Une Élue en action

Anne-Catherine Loisier, sénatrice de Côte-d’Or et Présidente de la section « Cheval » du groupe d'étude Elevage du Sénat publie un rapport d'information consacré à la filière équine. Elle évoque « une filière d’excellence unique au monde dont le modèle exemplaire, aujourd’hui fragilisé, doit être consolidé en urgence » Ses recommandations ont reçu le soutien de la commission des Affaires économiques. Le Sénat en débattra dans l'hémicycle à l'automne.

  

Jusqu’au début des années 2000, la filière équine française était en plein essor. Elle a commencé à connaître des difficultés en 2010, dans un contexte économique difficile. Depuis 2013, les paris hippiques, socle financier du monde du cheval, subissent également une tendance à la baisse. « Aujourd’hui, le monde du cheval est en crise et les centres équestres, notamment, pâtissent beaucoup de la TVA à 20 % » souligne la sénatrice.

Face à ces difficultés, qui mettent en cause la pérennité de cette filière et l’empêche de développer des opportunités à l’exportation, Anne-Catherine Loisier, présente un rapport qui, après avoir dressé un panorama de l'impact économique, territorial, social, thérapeutique et environnemental de l'activité liée aux équidés, formule ses préconisations : 

- révision de la directive TVA en discussion prochainement par la commission européenne, afin de ramener les activités équines à un taux réduit : « la France a une carte à jouer dans ce débat européen ; elle doit y défendre une position ferme » ;

- consolidation du modèle français par lequel les paris hippiques financent le socle territorial de la filière équine et nécessité d’un rééquilibrage de la fiscalité des paris hippiques, « quitte à en calibrer les modalités de façon différente pour assurer la viabilité de l’ensemble la filière ».

La sénatrice invite également la Commission Consultative des Jeux et Paris (COJEX) à veiller à l’équilibre des jeux dans le long terme afin de permettre au PMU d'assumer la mission de service public que lui a assigné la loi de 2010.

Pour Anne-Catherine Loisier, « c’est un des rares sports qui s’autofinance grâce aux recettes du PMU redistribuées sur toute la filière d’élevage et de sports équestres. Le PMU, c'est aussi 1 milliard reversé chaque année au budget de l’Etat ».

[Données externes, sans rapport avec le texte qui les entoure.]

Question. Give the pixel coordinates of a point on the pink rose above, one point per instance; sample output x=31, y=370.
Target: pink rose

Aujourd’hui, les acteurs de la filière sont inquiets. L'équilibre de leurs entreprises est menacé par plusieurs facteurs : hausse de la TVA, modification des rythmes scolaires, inflation des normes et contraintes nouvelles. Les mesures que présentent Anne-Catherine Loisier sont de nature à soutenir et relancer une filière française d’excellence qui est un modèle dans le monde entier.

 

Un modèle d’exception

L'organisation des courses hippiques – dont les plus prestigieuses du monde - finance le socle territorial de la filière. Ce modèle, qui a démontré sa solidité, fait rayonner la filière cheval à l'international : d'autres pays hors UE souhaitent s'inspirer de cette expérience (Chine, Russie)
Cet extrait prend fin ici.